Nous poursuivons avec "Taking Flight : The Making of Aerial Battle Sequences", où Mark Franco, responsable des effets visuels, se joint aux intervenants, et où nous pénétrons dans le secret des formidables séquences de batailles aériennes, toutes générées par ordinateur. On y apprend qu'il y a malgré tout 22 avions réels qui ont été utilisés dans le film (principalement les scènes au camp et les plans au sol). Nous y découvrons aussi que "Flyboys" est le premier film à utiliser la technologie de "motion capture", que l'on retrouve plus dans les films d'animation où les mouvements d'un être humain, bardé de capteurs, sont analysés pour être reproduits par un personnage animé. Ici, la même technique a donc été appliquée, mais cette fois-ci à un avion, avec des capteurs installés sur un vrai avion et dont les mouvements ont ensuite servi aux copies digitalisées. Le résultat est effectivement beaucoup plus réel. On termine par "The Real Planes of Flyboys" où nous nous attardons cette fois-ci sur les avions eux-mêmes, avec une présentation d'Andy Parks sur les différents appareils. Pour clore cette section de documentaires, et sous forme de clin d'œil, nous accompagnons James Franco et David Ellison lors d'un baptême de l'air un peu spécial. C'est ainsi que le premier prendra place à bord d'un F-18 de la formation acrobatique les Blue Angels de la NAVY, alors que le second testera les capacités d'un F-16 des Thunderbirds, l'autre grande formation acrobatique américaine, de l'Air Force, cette fois-ci. Au final, ils s'en sortent plutôt bien autant l'un comme l'autre, surtout après quelques figures où beaucoup auraient déjà perdu connaissance.

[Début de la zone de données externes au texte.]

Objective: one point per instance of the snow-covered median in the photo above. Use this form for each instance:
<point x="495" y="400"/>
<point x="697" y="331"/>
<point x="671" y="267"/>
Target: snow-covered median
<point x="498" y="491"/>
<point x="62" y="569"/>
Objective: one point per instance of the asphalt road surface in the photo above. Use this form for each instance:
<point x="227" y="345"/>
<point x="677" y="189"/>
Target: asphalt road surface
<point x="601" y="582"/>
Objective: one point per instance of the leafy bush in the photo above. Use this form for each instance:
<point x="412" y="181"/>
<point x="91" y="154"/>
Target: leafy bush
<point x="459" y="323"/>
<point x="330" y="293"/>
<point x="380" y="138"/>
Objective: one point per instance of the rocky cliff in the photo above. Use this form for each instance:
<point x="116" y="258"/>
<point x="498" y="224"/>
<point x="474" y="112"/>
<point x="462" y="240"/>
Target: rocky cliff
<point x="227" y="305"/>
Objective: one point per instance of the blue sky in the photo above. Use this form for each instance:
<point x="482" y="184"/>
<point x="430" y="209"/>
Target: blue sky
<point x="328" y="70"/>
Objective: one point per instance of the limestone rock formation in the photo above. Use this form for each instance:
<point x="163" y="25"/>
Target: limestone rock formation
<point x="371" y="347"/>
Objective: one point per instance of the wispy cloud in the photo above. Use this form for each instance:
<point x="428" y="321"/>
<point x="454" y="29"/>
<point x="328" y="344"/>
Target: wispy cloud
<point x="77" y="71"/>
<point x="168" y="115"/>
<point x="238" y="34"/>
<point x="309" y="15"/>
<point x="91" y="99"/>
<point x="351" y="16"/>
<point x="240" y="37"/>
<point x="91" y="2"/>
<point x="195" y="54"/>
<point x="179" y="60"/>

Pour les autres suppléments, on retrouve six scènes supprimées, entièrement montées, d'une durée de plus de seize minutes. Même si elles sont intéressantes à visionner, elles n'apportent rien à l'histoire que l'on sait déjà ou qui change quelque chose. On notera toutefois que Tcheky Karyo y interprète le rôle d'un commandant peu admiratif de ses troupes. La scène ayant été coupée, Karyo n'apparaît donc pas au générique. La bande-annonce originale complète cette partie DVD. Mais les amateurs de jeux vidéo retrouveront sur la partie DVD-Rom une version démo du jeu tiré du film, "Flyboys Squadron".

"Flyboys" n'est malgré tout pas le premier film relatant ce fait historique. En 1958, William A. Wellman réalisa Lafayette Escadrille qui reposait sensiblement sur la même histoire, mais où la relation entre un pilote américain et une jeune prostituée française était beaucoup plus développée. À noter dans ce film la présence d'un jeune acteur de 28 ans du nom de Clint Eastwood.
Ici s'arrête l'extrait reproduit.